How to prevent account takeover
Preventing account takeover can’t be done with behavior-based technologies, like bot mitigation, alone. Those solutions are only meant to stop automated account takeover attacks that occur years after the breach takes place using old lists of previously stolen credentials (called “combolists”).
Truly stopping ATO/account takeover requires identifying compromised accounts early, before criminals have time to use the stolen credentials, test them against other accounts, or sell them on the dark web. The only way to do that is to have access to a comprehensive, constantly updated, real-time database of breach data.
Stop account takeover before it happens.
Our Check Your Exposure tool shows what data tied to your domain is already circulating in criminal markets.
FAQs
The most common causes of account takeover are stolen credentials from data breaches and infostealer malware infections. Infostealer malware is increasingly significant because it captures not just passwords but active session cookies, device fingerprints, and authentication tokens – enabling attackers to bypass MFA entirely by hijacking already-authenticated sessions. SpyCloud’s 2026 Annual Identity Exposure Report found 5.3 billion exposed credential pairs circulating in the criminal underground, with 80% of corporate credentials exposed as plaintext.
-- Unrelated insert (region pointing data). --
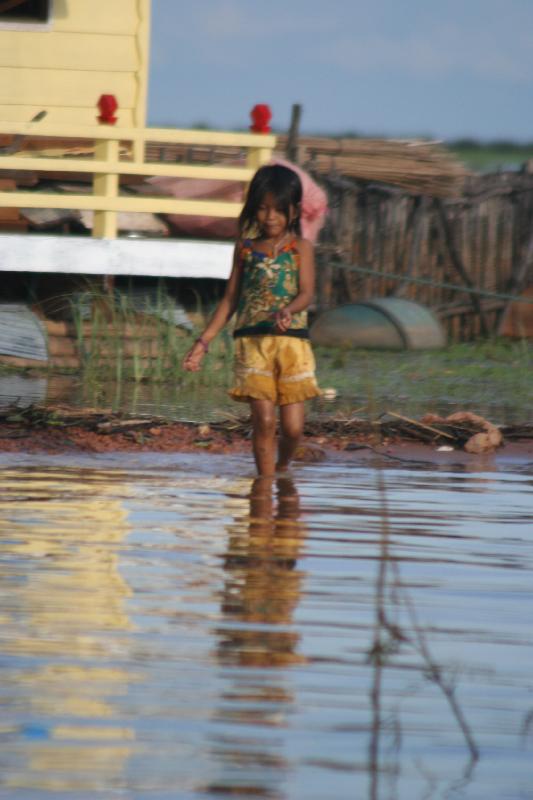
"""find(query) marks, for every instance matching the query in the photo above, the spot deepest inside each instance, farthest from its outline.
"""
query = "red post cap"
(261, 116)
(107, 105)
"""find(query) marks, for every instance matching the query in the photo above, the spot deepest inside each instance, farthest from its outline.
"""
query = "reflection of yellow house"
(61, 543)
(60, 56)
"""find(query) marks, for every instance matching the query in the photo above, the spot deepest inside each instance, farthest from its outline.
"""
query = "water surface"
(171, 628)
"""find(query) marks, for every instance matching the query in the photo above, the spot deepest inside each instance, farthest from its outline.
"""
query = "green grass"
(491, 156)
(494, 378)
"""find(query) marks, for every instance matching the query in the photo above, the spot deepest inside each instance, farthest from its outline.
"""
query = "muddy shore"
(62, 430)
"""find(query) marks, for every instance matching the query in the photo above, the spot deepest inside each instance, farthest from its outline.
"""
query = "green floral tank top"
(267, 285)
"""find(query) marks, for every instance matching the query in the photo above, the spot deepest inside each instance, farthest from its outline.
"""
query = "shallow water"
(171, 628)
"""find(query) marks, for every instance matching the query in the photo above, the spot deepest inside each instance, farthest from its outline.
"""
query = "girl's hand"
(193, 360)
(282, 320)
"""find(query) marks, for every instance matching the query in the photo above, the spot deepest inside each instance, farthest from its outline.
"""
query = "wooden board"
(77, 51)
(65, 88)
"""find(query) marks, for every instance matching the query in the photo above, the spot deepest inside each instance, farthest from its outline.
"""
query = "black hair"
(286, 188)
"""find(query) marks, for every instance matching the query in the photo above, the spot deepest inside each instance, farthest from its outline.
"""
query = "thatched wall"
(482, 239)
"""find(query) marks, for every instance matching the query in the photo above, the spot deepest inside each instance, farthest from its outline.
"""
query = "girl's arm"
(223, 313)
(306, 287)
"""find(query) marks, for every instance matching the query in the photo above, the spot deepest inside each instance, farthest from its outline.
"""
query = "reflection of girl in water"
(262, 582)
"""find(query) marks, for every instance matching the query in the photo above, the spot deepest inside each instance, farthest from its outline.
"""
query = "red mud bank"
(462, 437)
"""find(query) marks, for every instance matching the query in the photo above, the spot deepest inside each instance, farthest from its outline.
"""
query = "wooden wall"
(88, 48)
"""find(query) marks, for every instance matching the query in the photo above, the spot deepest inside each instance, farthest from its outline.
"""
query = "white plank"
(172, 258)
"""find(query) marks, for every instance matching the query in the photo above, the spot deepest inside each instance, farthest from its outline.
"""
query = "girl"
(270, 286)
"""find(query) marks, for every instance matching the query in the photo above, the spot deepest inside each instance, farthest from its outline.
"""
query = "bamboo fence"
(464, 254)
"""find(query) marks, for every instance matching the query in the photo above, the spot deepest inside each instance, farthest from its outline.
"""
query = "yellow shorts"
(277, 368)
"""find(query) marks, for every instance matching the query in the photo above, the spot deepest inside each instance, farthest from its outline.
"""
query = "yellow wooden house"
(60, 56)
(57, 58)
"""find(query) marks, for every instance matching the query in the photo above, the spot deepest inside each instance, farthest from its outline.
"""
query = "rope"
(430, 282)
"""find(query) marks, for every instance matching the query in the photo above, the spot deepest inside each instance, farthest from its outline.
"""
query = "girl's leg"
(264, 435)
(291, 417)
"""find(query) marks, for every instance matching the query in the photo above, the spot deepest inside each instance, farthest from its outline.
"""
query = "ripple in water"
(172, 629)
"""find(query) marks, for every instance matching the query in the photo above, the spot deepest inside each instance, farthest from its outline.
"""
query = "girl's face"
(272, 222)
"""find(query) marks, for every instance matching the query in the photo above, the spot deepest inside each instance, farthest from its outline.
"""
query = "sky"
(399, 68)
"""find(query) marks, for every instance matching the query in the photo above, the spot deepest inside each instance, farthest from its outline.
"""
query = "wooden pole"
(458, 264)
(291, 150)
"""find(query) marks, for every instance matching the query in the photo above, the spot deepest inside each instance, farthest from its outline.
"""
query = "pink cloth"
(314, 204)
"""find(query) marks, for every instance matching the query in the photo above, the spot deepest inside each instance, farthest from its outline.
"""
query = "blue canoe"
(383, 323)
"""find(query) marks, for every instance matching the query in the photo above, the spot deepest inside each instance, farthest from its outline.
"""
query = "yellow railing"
(107, 165)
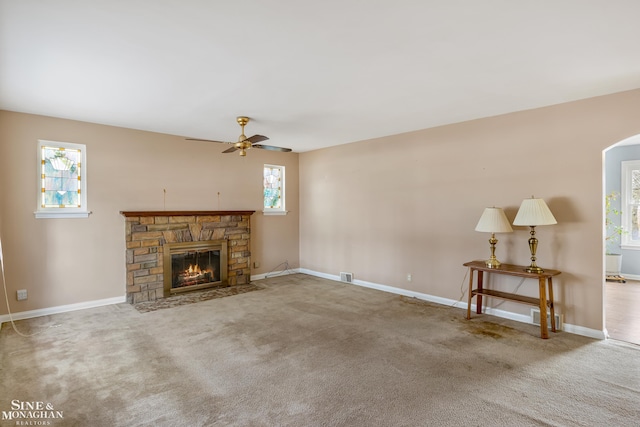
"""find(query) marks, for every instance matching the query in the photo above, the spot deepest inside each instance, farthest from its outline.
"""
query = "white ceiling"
(310, 74)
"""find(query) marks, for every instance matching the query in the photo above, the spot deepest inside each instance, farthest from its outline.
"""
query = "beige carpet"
(196, 296)
(305, 351)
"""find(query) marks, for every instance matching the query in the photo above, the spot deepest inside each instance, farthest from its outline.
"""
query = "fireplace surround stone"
(146, 232)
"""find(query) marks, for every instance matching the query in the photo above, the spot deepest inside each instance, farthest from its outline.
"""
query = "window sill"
(76, 214)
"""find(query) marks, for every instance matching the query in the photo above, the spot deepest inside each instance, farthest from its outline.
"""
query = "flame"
(193, 270)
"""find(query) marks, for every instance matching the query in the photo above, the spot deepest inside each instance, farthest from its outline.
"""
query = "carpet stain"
(488, 329)
(195, 296)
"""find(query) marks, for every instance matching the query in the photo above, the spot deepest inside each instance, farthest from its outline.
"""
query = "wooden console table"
(544, 281)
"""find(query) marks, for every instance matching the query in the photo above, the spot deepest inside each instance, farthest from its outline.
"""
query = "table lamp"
(493, 220)
(534, 212)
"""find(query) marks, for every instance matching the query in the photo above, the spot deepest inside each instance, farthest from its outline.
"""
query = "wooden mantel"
(183, 213)
(147, 233)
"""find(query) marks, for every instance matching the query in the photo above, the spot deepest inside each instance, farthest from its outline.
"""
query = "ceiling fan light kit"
(245, 143)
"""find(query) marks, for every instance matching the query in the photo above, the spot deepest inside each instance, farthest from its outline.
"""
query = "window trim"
(62, 212)
(625, 189)
(282, 210)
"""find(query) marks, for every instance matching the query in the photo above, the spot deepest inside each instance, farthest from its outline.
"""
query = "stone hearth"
(146, 232)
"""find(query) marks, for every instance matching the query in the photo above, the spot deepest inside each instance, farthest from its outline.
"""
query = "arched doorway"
(622, 291)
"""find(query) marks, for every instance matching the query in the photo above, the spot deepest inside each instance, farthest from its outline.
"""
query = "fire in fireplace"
(194, 265)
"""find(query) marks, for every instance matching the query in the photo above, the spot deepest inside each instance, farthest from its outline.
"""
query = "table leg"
(544, 332)
(470, 293)
(479, 296)
(551, 309)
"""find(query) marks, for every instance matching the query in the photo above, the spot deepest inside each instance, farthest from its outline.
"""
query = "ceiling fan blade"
(206, 140)
(256, 138)
(272, 148)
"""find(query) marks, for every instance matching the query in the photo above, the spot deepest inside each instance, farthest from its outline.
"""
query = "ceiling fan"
(245, 143)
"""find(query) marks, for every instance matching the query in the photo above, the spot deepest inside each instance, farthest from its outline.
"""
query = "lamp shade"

MFA significantly raises the barrier for credential-based account takeover, but it does not prevent session hijacking-based ATO. When attackers steal session cookies via infostealer malware or adversary-in-the-middle phishing, they bypass the authentication process entirely – presenting a valid post-authentication token rather than attempting to log in. SpyCloud research shows that nearly half of compromised accounts in 2025 had MFA configured at the time of takeover, confirming that MFA alone is insufficient without post-authentication session monitoring and darknet exposure detection.